Inconsistent results of concordance function
Closed this issue · 2 comments
We're using the concordance function on a training data set (n ~ 200,000) and evaluating concordance on a test set (n ~ 100,000). When running concordance with "newdata" we don't always get the same result, even after setting a seed.
The influence matrix returned by concordance when the newdata option is specified sometimes contains negative and/or non-integer and/or impossibly large or small values and/or NaNs (since these are counts, this should never happen, and counts should be bounded by the possible number of comparisons in the range [0,(n^2 - n)/2)].
This bug seems to occur randomly, and I suspect there is a memory allocation problem in the C subroutine, although I haven't been able to check that yet.
Example code
set.seed(18)
fitimp <- survival::coxph(formula, data=d_train)
set.seed(54)
test<- concordance(fitimp, newdata = d_test, influence=2, ranks=TRUE)
View(test$influence)
I'm not quite clear on this
- random numbers don't play a role in the concordance function.
- Your example code doesn't tell me anything concrete. What is the formula? What is d_train and/or d_test?
- What exactly are you printing out in the output?

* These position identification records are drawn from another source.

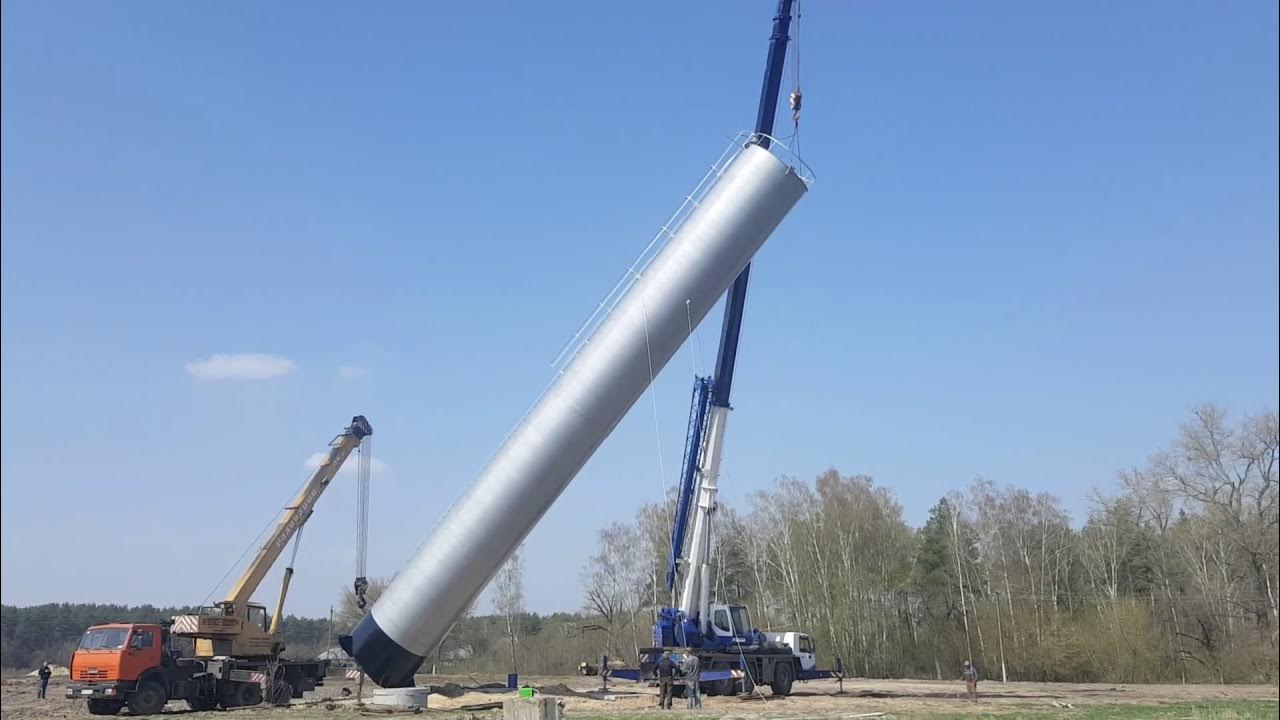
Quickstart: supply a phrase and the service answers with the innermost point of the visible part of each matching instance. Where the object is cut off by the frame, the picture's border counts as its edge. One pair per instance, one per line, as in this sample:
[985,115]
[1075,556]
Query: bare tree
[508,600]
[613,580]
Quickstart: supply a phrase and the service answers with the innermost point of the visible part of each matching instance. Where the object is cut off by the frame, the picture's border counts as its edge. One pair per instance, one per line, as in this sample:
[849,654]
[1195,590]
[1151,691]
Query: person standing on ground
[45,674]
[693,691]
[666,671]
[970,679]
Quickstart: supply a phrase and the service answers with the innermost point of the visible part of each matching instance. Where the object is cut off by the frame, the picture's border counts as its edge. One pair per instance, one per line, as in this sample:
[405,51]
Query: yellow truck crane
[237,647]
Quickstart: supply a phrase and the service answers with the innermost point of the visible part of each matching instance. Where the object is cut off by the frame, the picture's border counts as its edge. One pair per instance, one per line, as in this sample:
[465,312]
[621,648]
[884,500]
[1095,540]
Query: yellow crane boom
[298,511]
[237,627]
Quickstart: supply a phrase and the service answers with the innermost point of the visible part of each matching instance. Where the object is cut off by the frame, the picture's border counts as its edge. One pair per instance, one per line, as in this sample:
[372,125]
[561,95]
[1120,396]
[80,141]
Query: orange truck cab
[119,665]
[123,665]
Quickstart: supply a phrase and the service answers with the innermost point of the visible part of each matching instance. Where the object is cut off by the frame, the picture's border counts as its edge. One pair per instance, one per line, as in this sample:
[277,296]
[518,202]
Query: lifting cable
[365,456]
[796,99]
[657,424]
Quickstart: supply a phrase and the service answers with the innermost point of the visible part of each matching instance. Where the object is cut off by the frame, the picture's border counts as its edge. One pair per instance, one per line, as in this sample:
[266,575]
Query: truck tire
[202,703]
[105,706]
[784,674]
[147,700]
[241,695]
[280,693]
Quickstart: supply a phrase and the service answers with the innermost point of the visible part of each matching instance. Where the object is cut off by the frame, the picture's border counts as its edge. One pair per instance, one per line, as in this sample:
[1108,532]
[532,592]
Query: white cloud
[314,461]
[352,372]
[241,367]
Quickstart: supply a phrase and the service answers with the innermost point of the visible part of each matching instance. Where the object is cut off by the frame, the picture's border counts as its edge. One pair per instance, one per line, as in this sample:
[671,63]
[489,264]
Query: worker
[45,674]
[693,689]
[666,671]
[970,680]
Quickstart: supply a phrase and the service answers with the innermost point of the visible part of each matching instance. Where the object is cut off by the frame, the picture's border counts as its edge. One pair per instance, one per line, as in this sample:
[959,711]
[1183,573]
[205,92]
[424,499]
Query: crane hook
[361,587]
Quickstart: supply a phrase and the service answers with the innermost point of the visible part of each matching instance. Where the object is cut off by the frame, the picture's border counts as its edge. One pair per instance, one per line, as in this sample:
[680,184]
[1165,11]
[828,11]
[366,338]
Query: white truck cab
[730,620]
[801,646]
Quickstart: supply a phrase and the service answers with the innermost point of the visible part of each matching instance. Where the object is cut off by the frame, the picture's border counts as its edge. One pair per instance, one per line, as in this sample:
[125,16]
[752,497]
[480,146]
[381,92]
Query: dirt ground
[900,698]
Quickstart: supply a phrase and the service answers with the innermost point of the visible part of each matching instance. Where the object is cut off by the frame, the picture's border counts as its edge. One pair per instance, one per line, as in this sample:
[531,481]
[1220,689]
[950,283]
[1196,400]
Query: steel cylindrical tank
[575,415]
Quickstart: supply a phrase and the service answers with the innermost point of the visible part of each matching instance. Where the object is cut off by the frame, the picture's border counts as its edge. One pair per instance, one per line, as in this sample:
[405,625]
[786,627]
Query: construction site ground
[818,700]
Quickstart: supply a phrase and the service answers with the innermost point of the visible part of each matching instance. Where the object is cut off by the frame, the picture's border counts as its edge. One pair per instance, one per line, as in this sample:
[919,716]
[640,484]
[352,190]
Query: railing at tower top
[668,231]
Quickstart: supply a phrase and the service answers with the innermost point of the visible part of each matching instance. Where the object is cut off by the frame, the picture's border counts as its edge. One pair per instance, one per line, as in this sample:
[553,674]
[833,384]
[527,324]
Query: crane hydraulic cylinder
[572,418]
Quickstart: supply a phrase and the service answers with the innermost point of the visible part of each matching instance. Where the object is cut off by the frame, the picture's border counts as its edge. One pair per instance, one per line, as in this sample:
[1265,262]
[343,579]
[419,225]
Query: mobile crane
[237,645]
[735,655]
[613,358]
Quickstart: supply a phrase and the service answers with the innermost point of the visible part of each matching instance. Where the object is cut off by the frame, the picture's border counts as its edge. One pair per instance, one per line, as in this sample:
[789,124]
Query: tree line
[1173,575]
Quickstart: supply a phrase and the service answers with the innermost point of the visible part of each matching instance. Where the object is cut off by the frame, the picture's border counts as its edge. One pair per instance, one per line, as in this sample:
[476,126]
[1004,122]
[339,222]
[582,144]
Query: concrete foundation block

A bit more to go on would help me dig into this.
Terry
I have managed to recreate the problem, and it was yet another facet of the rounding issues discussed in the "tied times" vignette. The use of newdata gave a path through the routine that skipped the aeqSurv checks; while the use of a large simulated data set almost guaranteed that there would be response times that differ by less than machine precision. I've now plugged that gap.